The Legend That Was Eamonn Andrews

a celebration to mark the presenter's centenary year


Joe Loss

BOOKS: For Ever and Ever, Eamonn, by Eamonn and Grainne Andrews (Grafton Books, £12.95)


A COUPLE of years ago, Tom Brennand, who worked for many years with Eamonn Andrews on his television shows, wrote a biography which was condemned for its cruelty, making out Andrews to be an insecure and ignorant man whose benign public façade covered up numerous personal and professional faults.


Considering that his book was largely written by Andrews himself, and completed by his widow, who sadly died herself a year ago, one would not expect they and Brennand to be in much agreement. Yet it is a different kind of book, for Eamonn Andrews deals with his life as a whole, from which it becomes evident that he was essentially insecure, regretting his shortcomings in education but driving himself forward to his ambition.


Things certainly did not fall in his lap. He tried unsuccessfully to write plays, to become an actor and a championship boxer. He was a generally incompetent insurance clerk. He more or less wangled his way into broadcasting and journalism. But he is the shining example of the saying "It's not what you do or what talent you have but how you go about it".
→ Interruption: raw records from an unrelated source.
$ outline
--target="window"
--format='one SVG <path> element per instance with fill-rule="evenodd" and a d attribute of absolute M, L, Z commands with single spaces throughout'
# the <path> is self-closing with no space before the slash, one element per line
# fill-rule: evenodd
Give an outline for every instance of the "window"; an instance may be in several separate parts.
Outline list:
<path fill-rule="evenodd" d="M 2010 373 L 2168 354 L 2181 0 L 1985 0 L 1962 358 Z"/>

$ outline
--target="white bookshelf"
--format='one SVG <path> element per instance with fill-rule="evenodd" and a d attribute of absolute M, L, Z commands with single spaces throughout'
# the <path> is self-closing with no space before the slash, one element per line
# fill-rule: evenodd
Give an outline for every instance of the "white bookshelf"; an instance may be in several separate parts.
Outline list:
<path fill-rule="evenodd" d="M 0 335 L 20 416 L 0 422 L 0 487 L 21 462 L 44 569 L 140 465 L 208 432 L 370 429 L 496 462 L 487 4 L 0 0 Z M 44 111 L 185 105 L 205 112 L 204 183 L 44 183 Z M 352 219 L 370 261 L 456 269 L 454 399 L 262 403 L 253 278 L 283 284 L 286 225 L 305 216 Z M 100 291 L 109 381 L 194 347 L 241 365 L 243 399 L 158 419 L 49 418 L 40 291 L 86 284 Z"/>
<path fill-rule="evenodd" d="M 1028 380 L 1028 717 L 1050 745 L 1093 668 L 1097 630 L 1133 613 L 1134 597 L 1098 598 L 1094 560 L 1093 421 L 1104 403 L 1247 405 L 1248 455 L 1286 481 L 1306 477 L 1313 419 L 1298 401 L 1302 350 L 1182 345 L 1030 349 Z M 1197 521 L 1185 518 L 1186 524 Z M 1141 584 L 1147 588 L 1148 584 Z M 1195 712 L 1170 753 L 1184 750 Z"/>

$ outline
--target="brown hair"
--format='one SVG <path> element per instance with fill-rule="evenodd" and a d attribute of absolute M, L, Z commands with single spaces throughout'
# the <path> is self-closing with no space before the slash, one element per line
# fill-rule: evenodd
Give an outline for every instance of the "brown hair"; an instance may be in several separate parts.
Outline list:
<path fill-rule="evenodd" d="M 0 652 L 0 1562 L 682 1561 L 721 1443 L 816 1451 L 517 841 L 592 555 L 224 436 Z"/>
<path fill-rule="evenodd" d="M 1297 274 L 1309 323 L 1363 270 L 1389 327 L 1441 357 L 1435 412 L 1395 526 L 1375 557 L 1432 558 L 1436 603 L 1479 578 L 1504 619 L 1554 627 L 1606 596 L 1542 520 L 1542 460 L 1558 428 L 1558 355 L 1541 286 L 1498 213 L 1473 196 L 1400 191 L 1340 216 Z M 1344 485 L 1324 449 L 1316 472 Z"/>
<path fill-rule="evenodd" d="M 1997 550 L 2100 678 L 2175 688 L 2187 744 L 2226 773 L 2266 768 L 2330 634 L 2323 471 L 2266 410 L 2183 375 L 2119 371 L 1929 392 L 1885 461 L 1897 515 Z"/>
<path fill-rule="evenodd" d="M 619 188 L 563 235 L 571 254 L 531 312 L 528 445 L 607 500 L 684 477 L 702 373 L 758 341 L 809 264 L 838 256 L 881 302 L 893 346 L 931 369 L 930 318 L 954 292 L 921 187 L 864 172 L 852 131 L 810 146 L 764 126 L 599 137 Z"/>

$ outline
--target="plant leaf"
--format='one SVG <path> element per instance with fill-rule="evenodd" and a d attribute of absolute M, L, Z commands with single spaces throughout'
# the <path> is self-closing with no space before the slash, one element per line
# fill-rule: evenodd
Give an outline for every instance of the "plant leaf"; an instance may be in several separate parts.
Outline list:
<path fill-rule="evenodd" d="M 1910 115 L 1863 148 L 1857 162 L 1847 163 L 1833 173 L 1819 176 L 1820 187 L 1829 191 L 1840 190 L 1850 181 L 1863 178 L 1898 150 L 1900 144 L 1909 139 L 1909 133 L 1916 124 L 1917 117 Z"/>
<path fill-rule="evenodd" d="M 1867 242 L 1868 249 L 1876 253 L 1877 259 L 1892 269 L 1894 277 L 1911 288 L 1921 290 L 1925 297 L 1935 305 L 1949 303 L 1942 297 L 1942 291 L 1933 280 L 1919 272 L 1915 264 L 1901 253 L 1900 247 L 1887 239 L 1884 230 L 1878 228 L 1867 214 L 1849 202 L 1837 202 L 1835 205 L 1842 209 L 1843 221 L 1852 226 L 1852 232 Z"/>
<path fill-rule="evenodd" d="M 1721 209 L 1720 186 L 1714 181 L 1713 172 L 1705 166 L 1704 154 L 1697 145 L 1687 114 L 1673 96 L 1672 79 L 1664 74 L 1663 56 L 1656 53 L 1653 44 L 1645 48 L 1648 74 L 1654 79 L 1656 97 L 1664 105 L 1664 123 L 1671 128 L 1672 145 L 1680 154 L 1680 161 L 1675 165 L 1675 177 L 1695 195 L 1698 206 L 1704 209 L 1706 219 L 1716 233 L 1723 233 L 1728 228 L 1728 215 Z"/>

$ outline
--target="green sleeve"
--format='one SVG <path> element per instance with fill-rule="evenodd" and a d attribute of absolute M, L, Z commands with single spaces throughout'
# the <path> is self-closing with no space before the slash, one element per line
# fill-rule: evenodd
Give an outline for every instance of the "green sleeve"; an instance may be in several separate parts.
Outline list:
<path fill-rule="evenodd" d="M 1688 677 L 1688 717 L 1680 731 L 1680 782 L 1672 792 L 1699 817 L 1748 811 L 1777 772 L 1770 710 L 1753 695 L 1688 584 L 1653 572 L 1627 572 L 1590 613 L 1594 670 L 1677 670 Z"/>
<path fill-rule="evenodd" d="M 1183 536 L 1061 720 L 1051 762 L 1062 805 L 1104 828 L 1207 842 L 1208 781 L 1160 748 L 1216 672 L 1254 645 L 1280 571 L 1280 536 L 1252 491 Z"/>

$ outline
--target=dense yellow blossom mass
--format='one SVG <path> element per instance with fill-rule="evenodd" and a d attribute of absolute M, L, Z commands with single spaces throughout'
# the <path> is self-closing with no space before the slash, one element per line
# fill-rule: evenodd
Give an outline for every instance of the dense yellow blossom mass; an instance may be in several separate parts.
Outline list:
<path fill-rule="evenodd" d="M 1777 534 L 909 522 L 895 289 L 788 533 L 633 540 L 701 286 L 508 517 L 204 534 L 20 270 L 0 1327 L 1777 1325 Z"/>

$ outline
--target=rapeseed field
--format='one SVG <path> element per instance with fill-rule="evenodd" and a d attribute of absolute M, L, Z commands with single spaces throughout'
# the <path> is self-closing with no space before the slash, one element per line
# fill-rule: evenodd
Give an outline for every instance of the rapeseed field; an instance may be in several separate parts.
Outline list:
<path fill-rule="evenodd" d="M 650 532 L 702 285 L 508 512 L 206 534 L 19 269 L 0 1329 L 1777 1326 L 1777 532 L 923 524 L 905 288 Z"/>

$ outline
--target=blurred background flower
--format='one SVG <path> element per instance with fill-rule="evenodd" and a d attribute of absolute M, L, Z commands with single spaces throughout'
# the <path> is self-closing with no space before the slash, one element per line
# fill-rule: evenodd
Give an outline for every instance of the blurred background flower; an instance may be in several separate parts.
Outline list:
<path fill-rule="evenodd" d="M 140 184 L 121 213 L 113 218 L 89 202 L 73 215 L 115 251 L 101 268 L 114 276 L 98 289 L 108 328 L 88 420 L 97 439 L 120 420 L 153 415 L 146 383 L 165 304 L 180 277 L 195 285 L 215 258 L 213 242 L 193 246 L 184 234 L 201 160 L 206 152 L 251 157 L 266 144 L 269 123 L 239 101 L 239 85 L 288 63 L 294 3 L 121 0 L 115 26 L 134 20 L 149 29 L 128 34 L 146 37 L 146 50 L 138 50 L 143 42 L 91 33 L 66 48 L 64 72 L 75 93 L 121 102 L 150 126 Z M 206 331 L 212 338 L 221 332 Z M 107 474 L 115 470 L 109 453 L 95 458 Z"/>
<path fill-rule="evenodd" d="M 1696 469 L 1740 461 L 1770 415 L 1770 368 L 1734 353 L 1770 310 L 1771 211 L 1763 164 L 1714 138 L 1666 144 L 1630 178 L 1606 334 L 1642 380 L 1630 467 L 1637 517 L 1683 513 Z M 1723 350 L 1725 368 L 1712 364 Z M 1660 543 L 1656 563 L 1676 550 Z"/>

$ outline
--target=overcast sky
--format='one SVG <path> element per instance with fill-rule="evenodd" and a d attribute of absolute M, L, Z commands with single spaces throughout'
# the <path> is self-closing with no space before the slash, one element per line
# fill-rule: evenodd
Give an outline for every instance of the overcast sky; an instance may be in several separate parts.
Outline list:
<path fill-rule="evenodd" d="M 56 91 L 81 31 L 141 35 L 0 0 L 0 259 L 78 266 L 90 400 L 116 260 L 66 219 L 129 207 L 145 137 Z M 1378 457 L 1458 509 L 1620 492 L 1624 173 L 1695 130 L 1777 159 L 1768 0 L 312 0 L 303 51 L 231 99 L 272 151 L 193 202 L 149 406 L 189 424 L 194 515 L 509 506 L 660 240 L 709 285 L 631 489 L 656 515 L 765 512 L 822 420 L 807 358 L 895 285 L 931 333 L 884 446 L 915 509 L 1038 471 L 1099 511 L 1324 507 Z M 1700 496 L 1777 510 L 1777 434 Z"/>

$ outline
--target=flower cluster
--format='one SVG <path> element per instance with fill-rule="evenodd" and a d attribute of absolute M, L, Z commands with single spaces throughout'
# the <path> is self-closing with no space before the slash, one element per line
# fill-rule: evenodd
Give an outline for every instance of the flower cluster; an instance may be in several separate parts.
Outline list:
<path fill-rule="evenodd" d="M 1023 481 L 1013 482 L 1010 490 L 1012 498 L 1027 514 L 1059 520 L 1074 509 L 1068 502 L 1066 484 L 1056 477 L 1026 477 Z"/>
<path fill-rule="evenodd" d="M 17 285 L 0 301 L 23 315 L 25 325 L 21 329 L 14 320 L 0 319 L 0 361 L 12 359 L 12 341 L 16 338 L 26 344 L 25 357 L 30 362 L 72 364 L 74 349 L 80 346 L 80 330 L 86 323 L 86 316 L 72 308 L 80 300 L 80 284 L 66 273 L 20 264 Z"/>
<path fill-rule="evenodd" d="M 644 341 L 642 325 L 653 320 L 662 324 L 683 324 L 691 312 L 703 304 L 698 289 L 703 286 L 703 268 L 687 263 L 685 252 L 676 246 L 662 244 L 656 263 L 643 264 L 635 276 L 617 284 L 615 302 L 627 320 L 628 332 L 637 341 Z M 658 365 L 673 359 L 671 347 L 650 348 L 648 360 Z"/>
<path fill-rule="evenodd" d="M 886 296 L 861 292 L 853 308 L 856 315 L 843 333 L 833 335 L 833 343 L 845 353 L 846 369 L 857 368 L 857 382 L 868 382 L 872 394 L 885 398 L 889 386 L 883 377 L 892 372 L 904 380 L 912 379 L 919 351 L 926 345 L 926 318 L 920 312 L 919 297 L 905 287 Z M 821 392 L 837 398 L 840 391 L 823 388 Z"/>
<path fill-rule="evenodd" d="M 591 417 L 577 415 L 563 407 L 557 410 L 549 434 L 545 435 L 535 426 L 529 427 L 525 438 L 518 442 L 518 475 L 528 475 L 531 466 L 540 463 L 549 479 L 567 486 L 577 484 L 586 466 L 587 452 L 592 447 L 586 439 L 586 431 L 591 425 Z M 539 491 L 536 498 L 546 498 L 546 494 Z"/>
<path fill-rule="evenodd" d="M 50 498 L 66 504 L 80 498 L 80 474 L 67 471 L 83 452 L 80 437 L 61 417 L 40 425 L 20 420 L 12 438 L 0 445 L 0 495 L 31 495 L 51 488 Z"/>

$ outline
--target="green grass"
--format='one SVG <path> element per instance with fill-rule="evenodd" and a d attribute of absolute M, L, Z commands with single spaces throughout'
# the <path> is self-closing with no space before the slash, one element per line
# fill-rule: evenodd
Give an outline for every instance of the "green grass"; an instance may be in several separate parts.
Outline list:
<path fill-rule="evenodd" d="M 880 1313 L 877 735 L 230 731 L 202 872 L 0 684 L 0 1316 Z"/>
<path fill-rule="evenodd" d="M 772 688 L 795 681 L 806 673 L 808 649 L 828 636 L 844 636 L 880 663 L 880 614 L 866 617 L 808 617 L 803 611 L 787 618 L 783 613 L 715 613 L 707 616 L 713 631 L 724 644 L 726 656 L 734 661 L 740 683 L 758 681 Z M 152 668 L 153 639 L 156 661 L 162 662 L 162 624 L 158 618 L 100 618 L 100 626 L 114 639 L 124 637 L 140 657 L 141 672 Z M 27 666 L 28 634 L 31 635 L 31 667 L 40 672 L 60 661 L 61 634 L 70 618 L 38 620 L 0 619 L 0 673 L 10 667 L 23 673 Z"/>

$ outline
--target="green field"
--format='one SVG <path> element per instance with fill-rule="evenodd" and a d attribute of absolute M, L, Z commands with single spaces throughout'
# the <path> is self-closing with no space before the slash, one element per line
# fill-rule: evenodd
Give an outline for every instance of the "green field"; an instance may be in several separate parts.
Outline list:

In short, once he did get into radio he made himself one of its greatest professionals. He even made himself a stage personality, taking his radio quiz Double or Nothing into Dublin's huge Theatre Royal, where it was part of the regular film and stage programme, and then being brought over to England by Joe Loss.


It was hardly surprising that Brennand found him difficult to work with at times, for the fact that he spread himself too thin, commuting to Ireland every week, bringing up a family, writing columns for the English and Irish press, including the Catholic Herald, and running his own Irish theatrical and recording empire, as well as hosting some of the most popular television shows ever seen in this country.


With a naturally retiring personality like his, the strain must have been intense and there seems little doubt that the collapse of his Irish enterprises hastened his death.